Now, on some level, this already explains why people succumb to bias in the area of religion, because like most meta-issues, they just haven’t thought about it. To some extent, people don’t really even have a choice in the matter. Our weltanschauung is very much shaped by our frum upbringing and our ability to shake it is quite small. It is a part of us. But, here’s the key point: that actually is not a big deal. Life just isn’t about religion. Religion is just the backdrop on which life transpires and so it really doesn’t matter much against which landscape ours transpires. What’s important is how we live our lives.
But, still, you might ask, how does this justify religion? Just because people tend to accept things on faith doesn’t mean that religion is any more true.
But, here’s a novel thought: maybe religion actually isn’t about the meta-issues of God, the Exodus, or Sinai. Maybe religion actually is about every day life, about love, hate, fear, and ecstasy. If what’s really going on in life isn’t a conversation about God or Sinai, but a conversation about the human condition, about ethics, love, fear, things everyone can relate to, then it stands to reason that much of religious contemplation is about that as well. The thing is, the language people are using is a religious one because that is the backdrop of their culture, the fabric with which they can weave their contemplative tapestry, but it isn't what they really mean. Terms like Sinai or Moses aren’t meant to refer to actual historical figures, but to ideas that are actually relevant to people. So, for example, consider all of the ethical mitzvos. You could look at these as Divine edicts bereft of any relevance to the modern soul. On the other hand, you could look at these as general expressions of the moral imperative couched in religious terminology. In that case, it doesn’t matter so much whether we are using the language or Allah, Jesus, or H-sh-m. What’s important is the part which is relevant to every person’s day to day life. After all, that is the portion of religion that has any meaning to humans. The religious nomenclature is just the language to describe experiential reality as it is the framework of human cognition. Another example: consider all of the halachos that relate to nature. For example, when one sees a mountain one should bless “ose maaseh b’reshis,” a blessing to the Lord who created the creation of Genesis. You could view that as a specific praise to a guy with a beard in the sky, or you could say this is a contemplative, experiential, meditative expression of an aspect of human experience, the awe and wonderment we all feel at seeing mountains. The thing is that that emotion, the trite emotion that the person actually feels, is expressed in religious terminology. Take, even Shabbos which is “zecher limaaseh bireshis.” It doesn’t have to be about the guy in the sky. It can be about our own desire to celebrate the natural order.
Thus, religious people actually aren’t biased, nor are religions self contradictory. All religions are basically saying the same thing.
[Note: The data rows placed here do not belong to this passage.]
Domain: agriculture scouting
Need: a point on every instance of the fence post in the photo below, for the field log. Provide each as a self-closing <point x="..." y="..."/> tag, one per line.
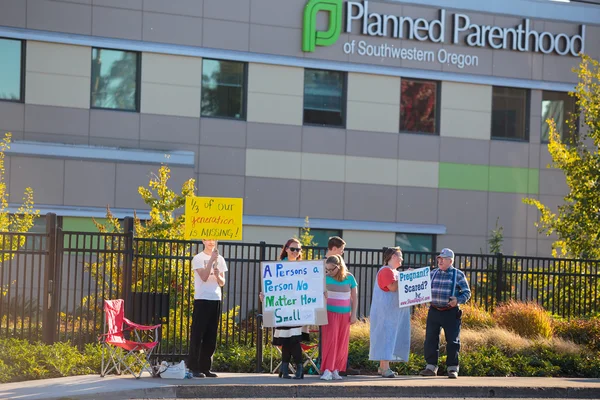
<point x="499" y="276"/>
<point x="259" y="318"/>
<point x="49" y="327"/>
<point x="126" y="276"/>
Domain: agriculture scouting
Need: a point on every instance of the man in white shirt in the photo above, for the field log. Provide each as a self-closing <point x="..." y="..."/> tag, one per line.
<point x="209" y="277"/>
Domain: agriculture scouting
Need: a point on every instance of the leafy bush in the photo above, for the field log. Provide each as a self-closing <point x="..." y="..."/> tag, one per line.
<point x="582" y="331"/>
<point x="21" y="360"/>
<point x="474" y="317"/>
<point x="529" y="320"/>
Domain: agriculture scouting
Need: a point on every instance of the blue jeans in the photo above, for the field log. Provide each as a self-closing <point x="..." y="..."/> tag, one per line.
<point x="450" y="320"/>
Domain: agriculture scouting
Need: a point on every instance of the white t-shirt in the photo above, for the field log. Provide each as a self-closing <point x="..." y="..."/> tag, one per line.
<point x="209" y="290"/>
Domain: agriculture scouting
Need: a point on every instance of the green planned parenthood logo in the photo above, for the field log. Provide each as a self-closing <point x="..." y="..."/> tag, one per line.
<point x="310" y="36"/>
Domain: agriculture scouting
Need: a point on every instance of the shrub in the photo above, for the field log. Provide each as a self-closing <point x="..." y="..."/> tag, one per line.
<point x="419" y="316"/>
<point x="529" y="320"/>
<point x="21" y="360"/>
<point x="475" y="317"/>
<point x="582" y="331"/>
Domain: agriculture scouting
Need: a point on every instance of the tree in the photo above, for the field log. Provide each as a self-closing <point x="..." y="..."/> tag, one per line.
<point x="21" y="221"/>
<point x="577" y="221"/>
<point x="159" y="265"/>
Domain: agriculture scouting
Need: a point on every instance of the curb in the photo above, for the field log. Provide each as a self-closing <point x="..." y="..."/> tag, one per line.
<point x="344" y="391"/>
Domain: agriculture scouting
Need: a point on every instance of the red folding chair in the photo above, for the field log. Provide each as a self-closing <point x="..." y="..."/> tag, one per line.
<point x="113" y="340"/>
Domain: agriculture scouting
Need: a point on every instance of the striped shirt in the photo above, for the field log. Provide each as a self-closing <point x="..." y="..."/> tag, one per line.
<point x="441" y="287"/>
<point x="339" y="294"/>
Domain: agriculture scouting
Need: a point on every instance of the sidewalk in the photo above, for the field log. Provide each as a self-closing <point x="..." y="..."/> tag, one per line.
<point x="265" y="385"/>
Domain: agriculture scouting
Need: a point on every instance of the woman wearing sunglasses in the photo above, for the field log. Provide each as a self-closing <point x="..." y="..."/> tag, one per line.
<point x="342" y="301"/>
<point x="290" y="337"/>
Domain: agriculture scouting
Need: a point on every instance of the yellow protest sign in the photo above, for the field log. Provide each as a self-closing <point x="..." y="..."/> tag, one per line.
<point x="216" y="218"/>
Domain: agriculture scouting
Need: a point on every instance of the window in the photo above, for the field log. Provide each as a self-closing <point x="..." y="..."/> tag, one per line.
<point x="11" y="69"/>
<point x="321" y="236"/>
<point x="560" y="107"/>
<point x="415" y="242"/>
<point x="419" y="106"/>
<point x="324" y="97"/>
<point x="115" y="79"/>
<point x="509" y="113"/>
<point x="418" y="243"/>
<point x="223" y="93"/>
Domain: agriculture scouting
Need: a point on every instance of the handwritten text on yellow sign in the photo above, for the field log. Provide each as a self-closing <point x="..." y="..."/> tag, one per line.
<point x="215" y="218"/>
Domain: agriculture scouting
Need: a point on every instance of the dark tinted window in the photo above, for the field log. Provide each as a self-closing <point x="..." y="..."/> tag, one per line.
<point x="509" y="113"/>
<point x="223" y="84"/>
<point x="418" y="106"/>
<point x="324" y="97"/>
<point x="115" y="79"/>
<point x="11" y="69"/>
<point x="561" y="107"/>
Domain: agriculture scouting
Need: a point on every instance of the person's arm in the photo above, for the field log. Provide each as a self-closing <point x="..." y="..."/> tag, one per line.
<point x="204" y="272"/>
<point x="393" y="287"/>
<point x="220" y="276"/>
<point x="354" y="301"/>
<point x="463" y="285"/>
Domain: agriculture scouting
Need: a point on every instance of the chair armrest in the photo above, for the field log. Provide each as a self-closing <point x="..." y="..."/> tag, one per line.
<point x="140" y="327"/>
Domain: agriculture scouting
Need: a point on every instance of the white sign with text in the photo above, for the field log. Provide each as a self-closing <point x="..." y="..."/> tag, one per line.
<point x="414" y="287"/>
<point x="293" y="291"/>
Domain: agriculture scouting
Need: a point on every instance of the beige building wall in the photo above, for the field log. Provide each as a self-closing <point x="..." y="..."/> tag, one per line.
<point x="373" y="103"/>
<point x="368" y="239"/>
<point x="275" y="94"/>
<point x="268" y="234"/>
<point x="466" y="111"/>
<point x="171" y="85"/>
<point x="58" y="75"/>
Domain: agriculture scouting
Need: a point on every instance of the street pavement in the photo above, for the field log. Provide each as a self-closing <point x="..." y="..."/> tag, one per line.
<point x="230" y="385"/>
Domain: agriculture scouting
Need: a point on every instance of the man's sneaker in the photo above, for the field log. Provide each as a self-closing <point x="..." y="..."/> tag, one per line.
<point x="428" y="372"/>
<point x="327" y="375"/>
<point x="350" y="371"/>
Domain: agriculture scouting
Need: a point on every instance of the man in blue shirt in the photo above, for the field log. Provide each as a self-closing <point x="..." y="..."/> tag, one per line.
<point x="449" y="288"/>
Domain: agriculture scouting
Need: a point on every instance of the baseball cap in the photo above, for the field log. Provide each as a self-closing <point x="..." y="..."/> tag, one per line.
<point x="446" y="253"/>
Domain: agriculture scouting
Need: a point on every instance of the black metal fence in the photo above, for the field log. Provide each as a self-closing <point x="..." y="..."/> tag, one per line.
<point x="53" y="284"/>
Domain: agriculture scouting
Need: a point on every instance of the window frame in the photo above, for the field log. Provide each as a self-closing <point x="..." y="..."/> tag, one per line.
<point x="433" y="241"/>
<point x="138" y="80"/>
<point x="343" y="99"/>
<point x="438" y="104"/>
<point x="527" y="117"/>
<point x="22" y="66"/>
<point x="244" y="110"/>
<point x="576" y="111"/>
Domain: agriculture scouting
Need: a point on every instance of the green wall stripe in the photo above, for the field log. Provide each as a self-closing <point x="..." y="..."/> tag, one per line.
<point x="464" y="176"/>
<point x="488" y="178"/>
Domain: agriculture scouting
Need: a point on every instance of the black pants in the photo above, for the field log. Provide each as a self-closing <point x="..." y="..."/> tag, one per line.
<point x="203" y="338"/>
<point x="291" y="350"/>
<point x="450" y="320"/>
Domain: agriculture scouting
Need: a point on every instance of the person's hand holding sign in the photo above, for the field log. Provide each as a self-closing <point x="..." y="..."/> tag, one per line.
<point x="452" y="301"/>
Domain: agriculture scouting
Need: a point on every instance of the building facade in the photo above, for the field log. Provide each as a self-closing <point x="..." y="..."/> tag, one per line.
<point x="389" y="122"/>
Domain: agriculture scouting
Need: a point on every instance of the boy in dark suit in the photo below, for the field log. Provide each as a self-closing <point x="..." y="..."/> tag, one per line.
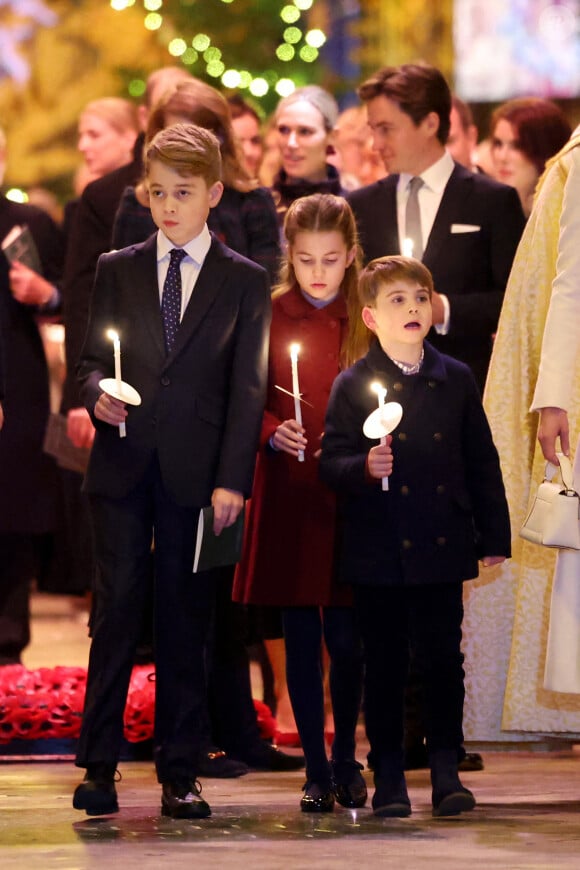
<point x="193" y="318"/>
<point x="408" y="550"/>
<point x="464" y="226"/>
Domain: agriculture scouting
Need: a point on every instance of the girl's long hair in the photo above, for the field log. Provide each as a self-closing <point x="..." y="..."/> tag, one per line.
<point x="321" y="213"/>
<point x="195" y="102"/>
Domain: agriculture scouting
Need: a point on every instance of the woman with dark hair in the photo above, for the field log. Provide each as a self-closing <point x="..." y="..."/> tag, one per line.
<point x="525" y="133"/>
<point x="245" y="217"/>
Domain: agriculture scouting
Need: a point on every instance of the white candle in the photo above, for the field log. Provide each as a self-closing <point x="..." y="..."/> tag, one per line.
<point x="382" y="395"/>
<point x="114" y="336"/>
<point x="294" y="349"/>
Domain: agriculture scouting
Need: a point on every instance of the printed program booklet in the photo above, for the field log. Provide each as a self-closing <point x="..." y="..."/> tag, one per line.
<point x="19" y="245"/>
<point x="216" y="551"/>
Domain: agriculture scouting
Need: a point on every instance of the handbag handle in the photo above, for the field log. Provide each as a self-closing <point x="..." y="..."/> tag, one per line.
<point x="565" y="469"/>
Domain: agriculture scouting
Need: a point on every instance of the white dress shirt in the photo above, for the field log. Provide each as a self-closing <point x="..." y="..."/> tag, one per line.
<point x="190" y="265"/>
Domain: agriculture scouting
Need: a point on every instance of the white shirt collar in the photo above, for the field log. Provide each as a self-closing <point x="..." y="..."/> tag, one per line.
<point x="435" y="177"/>
<point x="196" y="248"/>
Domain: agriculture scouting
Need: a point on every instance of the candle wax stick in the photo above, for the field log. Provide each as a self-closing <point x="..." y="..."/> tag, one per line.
<point x="119" y="381"/>
<point x="296" y="392"/>
<point x="382" y="395"/>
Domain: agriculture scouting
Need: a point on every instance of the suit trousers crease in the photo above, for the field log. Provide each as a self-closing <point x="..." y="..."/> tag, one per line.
<point x="392" y="620"/>
<point x="183" y="604"/>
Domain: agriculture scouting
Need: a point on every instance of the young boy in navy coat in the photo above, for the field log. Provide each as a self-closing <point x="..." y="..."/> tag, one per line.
<point x="406" y="551"/>
<point x="193" y="319"/>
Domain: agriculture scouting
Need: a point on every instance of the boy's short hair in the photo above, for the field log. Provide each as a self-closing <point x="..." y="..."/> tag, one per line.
<point x="188" y="149"/>
<point x="388" y="270"/>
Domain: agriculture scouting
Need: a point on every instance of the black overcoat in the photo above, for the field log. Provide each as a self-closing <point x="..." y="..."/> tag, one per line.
<point x="446" y="506"/>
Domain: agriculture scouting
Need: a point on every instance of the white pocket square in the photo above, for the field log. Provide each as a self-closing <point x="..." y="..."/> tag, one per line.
<point x="465" y="228"/>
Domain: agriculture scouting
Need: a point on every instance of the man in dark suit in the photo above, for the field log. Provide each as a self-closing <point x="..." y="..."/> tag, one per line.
<point x="193" y="317"/>
<point x="470" y="225"/>
<point x="464" y="226"/>
<point x="28" y="481"/>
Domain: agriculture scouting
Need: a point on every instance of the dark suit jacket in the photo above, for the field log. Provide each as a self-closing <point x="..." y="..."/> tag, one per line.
<point x="446" y="505"/>
<point x="202" y="405"/>
<point x="91" y="231"/>
<point x="471" y="268"/>
<point x="27" y="475"/>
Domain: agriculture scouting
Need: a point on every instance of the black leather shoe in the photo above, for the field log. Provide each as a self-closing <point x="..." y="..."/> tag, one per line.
<point x="96" y="794"/>
<point x="263" y="756"/>
<point x="215" y="763"/>
<point x="416" y="757"/>
<point x="182" y="800"/>
<point x="348" y="783"/>
<point x="317" y="798"/>
<point x="471" y="761"/>
<point x="461" y="800"/>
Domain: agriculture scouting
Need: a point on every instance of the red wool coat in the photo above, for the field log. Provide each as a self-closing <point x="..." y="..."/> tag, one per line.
<point x="290" y="532"/>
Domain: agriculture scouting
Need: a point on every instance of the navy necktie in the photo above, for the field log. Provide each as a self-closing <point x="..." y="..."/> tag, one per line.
<point x="413" y="217"/>
<point x="171" y="298"/>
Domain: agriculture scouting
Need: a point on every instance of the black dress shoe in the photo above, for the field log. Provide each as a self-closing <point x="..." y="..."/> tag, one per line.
<point x="471" y="761"/>
<point x="348" y="784"/>
<point x="264" y="756"/>
<point x="215" y="763"/>
<point x="96" y="794"/>
<point x="182" y="800"/>
<point x="452" y="803"/>
<point x="416" y="757"/>
<point x="317" y="798"/>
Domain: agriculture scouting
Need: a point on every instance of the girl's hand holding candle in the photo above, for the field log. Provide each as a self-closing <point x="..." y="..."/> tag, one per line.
<point x="294" y="350"/>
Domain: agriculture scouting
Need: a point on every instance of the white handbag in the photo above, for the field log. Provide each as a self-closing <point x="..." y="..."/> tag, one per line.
<point x="554" y="517"/>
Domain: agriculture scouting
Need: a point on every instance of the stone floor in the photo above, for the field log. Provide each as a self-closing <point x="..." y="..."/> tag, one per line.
<point x="528" y="812"/>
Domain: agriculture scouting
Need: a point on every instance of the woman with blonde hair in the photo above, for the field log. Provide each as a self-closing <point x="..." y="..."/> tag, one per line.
<point x="107" y="132"/>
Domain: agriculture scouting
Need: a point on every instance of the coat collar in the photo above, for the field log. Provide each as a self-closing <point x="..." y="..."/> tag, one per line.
<point x="296" y="307"/>
<point x="433" y="367"/>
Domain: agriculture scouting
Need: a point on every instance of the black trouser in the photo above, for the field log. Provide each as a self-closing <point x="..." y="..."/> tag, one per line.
<point x="183" y="612"/>
<point x="304" y="629"/>
<point x="428" y="619"/>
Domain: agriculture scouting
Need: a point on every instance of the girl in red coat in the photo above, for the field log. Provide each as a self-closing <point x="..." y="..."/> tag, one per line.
<point x="290" y="538"/>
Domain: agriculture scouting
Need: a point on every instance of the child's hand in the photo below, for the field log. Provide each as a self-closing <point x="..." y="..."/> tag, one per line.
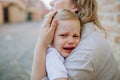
<point x="47" y="29"/>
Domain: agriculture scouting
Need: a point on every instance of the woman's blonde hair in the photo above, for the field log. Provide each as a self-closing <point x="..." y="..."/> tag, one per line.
<point x="64" y="14"/>
<point x="87" y="12"/>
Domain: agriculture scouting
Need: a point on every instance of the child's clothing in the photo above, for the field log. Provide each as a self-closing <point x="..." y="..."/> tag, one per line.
<point x="55" y="65"/>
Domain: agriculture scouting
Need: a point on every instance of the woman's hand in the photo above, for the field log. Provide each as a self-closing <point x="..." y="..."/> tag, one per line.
<point x="47" y="29"/>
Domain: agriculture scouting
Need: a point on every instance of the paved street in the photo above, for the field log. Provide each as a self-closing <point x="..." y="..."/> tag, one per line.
<point x="17" y="42"/>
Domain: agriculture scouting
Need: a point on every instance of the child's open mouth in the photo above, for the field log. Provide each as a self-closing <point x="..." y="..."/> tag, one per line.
<point x="68" y="49"/>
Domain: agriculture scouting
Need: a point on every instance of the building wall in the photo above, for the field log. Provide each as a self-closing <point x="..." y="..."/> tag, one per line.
<point x="1" y="13"/>
<point x="109" y="14"/>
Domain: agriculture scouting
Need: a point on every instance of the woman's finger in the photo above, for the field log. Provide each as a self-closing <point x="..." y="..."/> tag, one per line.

It’s just that Jews use the language of Judaism and Christians use the language of Christianity since that is framework of their discourse. In other words, saying religious people are biased is like saying Americans are biased to speak English and French people are biased to speak French.
I offer the above as a defense for Judaism against the claim of bias, though I will admit I may have modified the concept of Judaism from its traditional understanding ever so slightly. So which is better? An indefensible Judaism that you grew up with, or a defensible one that differs slightly from what you are used to? The choice is yours.
Note: This post is adapted from a recent post on littlefoxling.